Aku belajar memahami, ada kontribusiku dalam perpecahan rumah tangga ini. Bukan berarti salahku kalau dia selingkuh, tapi ada kontribusiku dalam konflik. Saat itu, aku sibuk memikirkan diri sebagai istri yang terluka karena diselingkuhi, lupa bahwa aku seorang ibu. 

Sebenarnya aku baru menggugat cerai pada 2017, dua tahun setelah kami berpisah. Terus ketuk palu (resmi bercerai) Maret 2018. Soalnya dulu aku masih mikir pakai hati. Ibaratnya mantan suamiku yang pergi, aku udah banyak rugi dalam relasi, masa aku juga yang repot menceraikan? 

Bahkan sempat mengupayakan rekonsiliasi—dalam arti jangan mikirin relasi antara aku dan mantan suami, tapi dengan anak. Tapi enggak berhasil karena upayanya cuma dari aku. Ini hampir lima tahun (mantan suami) nggak pernah nyamperin atau telepon anaknya. Dibilang berat, sebenarnya enggak juga karena udah terbiasa. Cuma di satu sisi ya ada beratnya, karena apa yang bisa dipukul berdua jadi sendiri. 

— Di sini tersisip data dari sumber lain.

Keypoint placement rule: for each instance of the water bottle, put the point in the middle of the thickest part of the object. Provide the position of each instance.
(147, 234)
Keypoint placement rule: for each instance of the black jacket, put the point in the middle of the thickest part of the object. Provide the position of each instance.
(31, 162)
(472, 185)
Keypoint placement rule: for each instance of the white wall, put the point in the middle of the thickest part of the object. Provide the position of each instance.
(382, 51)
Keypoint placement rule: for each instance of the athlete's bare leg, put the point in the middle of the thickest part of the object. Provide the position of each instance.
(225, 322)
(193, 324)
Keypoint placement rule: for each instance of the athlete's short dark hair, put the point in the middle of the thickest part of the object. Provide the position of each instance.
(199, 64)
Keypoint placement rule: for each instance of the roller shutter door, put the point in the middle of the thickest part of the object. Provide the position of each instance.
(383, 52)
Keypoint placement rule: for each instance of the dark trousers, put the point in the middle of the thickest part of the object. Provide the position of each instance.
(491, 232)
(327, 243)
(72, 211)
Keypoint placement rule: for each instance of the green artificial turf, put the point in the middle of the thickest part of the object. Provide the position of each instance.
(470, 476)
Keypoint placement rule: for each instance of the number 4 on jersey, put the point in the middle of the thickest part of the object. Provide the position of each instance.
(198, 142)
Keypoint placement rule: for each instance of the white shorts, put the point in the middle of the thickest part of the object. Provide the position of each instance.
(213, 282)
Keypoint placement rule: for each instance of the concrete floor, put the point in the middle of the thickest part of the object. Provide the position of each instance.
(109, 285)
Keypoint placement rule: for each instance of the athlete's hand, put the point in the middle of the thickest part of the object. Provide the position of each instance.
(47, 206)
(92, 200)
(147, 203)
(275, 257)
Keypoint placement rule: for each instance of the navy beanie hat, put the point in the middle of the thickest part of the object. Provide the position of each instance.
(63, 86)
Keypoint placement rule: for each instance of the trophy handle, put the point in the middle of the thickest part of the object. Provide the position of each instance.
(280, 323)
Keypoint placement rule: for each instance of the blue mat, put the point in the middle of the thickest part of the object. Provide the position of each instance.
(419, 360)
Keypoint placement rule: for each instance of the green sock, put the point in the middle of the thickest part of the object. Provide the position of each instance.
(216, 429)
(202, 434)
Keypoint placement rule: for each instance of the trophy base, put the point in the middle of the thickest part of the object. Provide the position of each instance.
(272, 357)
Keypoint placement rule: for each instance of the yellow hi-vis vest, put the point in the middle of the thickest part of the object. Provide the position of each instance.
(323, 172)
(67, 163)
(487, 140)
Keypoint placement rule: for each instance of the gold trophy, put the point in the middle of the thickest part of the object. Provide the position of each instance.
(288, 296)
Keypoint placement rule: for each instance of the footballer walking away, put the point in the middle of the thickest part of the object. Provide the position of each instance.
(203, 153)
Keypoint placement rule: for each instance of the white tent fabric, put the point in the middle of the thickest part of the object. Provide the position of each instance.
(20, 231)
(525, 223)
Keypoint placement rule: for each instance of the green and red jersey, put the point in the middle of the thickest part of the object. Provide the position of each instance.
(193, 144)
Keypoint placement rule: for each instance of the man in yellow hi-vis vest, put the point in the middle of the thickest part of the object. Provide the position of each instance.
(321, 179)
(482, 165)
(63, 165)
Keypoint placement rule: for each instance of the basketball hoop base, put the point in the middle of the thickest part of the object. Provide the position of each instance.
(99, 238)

Pelan-pelan, aku menyeimbangkan antara hati dan logika. Ternyata, I was a single married woman. Soalnya pas menikah, aku yang 90 persen ngurusin keuangan keluarga karena mantan suamiku pekerja lepas. Setelah cerai, perjalanannya justru terasa lebih enteng. 

POV “A” 

Di masa-masa struggling pasca-bercerai itu, aku mood swing. Pernah ke psikolog tapi enggak rutin. Jadi kalau merasa lagi enggak baik-baik aja, aku me time. 

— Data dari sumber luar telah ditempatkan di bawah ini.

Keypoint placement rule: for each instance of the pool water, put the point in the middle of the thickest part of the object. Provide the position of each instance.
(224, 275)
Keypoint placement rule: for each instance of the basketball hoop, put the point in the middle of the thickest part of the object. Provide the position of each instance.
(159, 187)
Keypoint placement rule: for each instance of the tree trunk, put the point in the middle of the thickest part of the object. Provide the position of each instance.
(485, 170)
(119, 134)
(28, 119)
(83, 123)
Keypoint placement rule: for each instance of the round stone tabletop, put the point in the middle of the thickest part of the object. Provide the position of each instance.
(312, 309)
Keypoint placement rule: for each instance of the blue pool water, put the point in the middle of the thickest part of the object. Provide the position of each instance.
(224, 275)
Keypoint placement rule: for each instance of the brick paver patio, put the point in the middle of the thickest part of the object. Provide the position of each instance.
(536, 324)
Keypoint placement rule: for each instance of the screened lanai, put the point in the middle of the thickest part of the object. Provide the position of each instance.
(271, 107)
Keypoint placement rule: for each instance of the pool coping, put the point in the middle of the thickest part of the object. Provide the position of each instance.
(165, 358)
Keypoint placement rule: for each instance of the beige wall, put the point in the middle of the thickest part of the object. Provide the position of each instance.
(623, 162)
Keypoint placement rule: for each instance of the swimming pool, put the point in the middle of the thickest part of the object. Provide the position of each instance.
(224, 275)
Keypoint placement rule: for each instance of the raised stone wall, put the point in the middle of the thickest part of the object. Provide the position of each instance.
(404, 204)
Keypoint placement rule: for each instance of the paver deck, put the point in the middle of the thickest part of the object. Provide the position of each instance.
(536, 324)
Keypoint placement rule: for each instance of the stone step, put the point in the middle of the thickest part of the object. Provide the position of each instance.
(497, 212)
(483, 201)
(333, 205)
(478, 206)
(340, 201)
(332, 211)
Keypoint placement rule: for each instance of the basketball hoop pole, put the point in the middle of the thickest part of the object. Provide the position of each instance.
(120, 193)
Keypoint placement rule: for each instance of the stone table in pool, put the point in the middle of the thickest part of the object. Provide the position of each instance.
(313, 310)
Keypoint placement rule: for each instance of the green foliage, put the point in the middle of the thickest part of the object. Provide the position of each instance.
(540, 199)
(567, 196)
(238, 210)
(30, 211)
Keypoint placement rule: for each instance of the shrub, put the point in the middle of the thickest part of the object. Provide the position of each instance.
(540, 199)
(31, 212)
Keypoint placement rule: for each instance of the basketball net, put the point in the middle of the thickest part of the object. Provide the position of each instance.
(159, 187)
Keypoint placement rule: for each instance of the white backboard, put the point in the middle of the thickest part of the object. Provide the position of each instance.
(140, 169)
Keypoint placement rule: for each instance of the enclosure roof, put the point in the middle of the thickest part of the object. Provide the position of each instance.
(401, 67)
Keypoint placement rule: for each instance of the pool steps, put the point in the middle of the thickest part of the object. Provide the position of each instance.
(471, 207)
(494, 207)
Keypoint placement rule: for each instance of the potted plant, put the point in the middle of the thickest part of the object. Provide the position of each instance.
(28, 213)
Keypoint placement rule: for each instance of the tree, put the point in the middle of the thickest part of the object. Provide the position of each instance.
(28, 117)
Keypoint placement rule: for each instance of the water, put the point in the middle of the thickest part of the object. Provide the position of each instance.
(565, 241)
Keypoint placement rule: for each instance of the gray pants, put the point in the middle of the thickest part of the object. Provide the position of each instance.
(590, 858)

Terus sempat nyobain banyak olahraga—renang, lari, gym, dan jalan kaki. Pernah juga journaling, ikut kursus, belanja, dan makan. Tapi semuanya enggak begitu berpengaruh, enggak ada perubahan signifikan. Kalau ke-trigger sedikit, langsung emosi. Di situ aku sadar, harus menolong diri sendiri dan anak (dari situasi ini). 

POV Melia 

Dulu aku menggantungkan kepercayaan diriku ke penerimaan mantan suami. Aku (merasa) enggak berharga karena dia selingkuh, berarti aku enggak cukup baik, enggak bisa membahagiakan dia, tapi harus memaafkan. Di satu sisi marah ya, tapi di sisi lain kayak harus menerima lagi. Jadi aku enggak bisa berkembang karena ada di survival mode terus, sampai enggak bisa melakukan apa pun. 

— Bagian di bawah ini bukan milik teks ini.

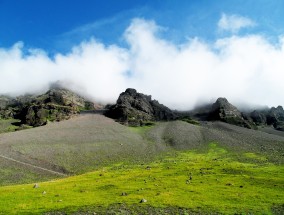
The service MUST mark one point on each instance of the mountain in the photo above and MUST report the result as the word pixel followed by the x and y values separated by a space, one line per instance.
pixel 224 111
pixel 55 105
pixel 136 109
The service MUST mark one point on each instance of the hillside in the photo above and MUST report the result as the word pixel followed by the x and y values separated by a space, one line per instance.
pixel 168 163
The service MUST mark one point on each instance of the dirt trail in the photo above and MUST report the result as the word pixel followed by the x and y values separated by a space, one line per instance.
pixel 33 166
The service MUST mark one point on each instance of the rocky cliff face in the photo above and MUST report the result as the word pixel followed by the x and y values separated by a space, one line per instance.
pixel 275 117
pixel 136 109
pixel 54 105
pixel 224 111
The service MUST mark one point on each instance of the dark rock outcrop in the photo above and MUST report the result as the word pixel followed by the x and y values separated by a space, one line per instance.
pixel 275 117
pixel 54 105
pixel 136 109
pixel 258 117
pixel 224 111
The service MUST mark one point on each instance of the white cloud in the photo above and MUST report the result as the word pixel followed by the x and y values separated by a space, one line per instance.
pixel 234 23
pixel 246 69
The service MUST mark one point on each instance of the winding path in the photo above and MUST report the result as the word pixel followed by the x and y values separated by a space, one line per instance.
pixel 36 167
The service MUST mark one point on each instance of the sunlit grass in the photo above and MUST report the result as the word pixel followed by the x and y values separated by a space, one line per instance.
pixel 206 182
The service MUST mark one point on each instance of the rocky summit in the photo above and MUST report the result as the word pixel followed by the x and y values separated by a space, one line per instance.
pixel 224 111
pixel 54 105
pixel 136 109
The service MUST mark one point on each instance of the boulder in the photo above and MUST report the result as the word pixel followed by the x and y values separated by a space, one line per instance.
pixel 258 117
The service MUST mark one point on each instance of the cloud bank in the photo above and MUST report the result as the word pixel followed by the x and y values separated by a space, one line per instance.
pixel 245 69
pixel 234 23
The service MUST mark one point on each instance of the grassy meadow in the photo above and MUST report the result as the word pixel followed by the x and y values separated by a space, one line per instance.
pixel 181 182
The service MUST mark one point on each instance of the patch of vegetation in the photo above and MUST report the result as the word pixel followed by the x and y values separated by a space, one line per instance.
pixel 190 120
pixel 8 125
pixel 178 183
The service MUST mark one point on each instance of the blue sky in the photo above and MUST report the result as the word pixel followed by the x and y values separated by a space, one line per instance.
pixel 57 25
pixel 183 52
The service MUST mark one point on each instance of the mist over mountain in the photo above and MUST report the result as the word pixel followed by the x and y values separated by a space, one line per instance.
pixel 244 69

Setelah bercerai dan keluar dari survival mode, aku sadar enggak pantas diperlakukan begitu. Walaupun pernah diselingkuhi, bukan berarti aku enggak berharga. Jadi dapet cara pandang yang berbeda banget dan berpengaruh ke semua aspek kehidupanku. Apa pun yang dilakukan mantan suamiku, I’m good enough. 

POV Poppy 

It was a blessing in disguise. Aku dan anak banyak berkegiatan bareng sebagai proses healing kami. Misalnya staycation, yang jadi tradisi pas libur Lebaran dan Natal. Atau traveling ke luar kota dan luar negeri pas anak libur sekolah. 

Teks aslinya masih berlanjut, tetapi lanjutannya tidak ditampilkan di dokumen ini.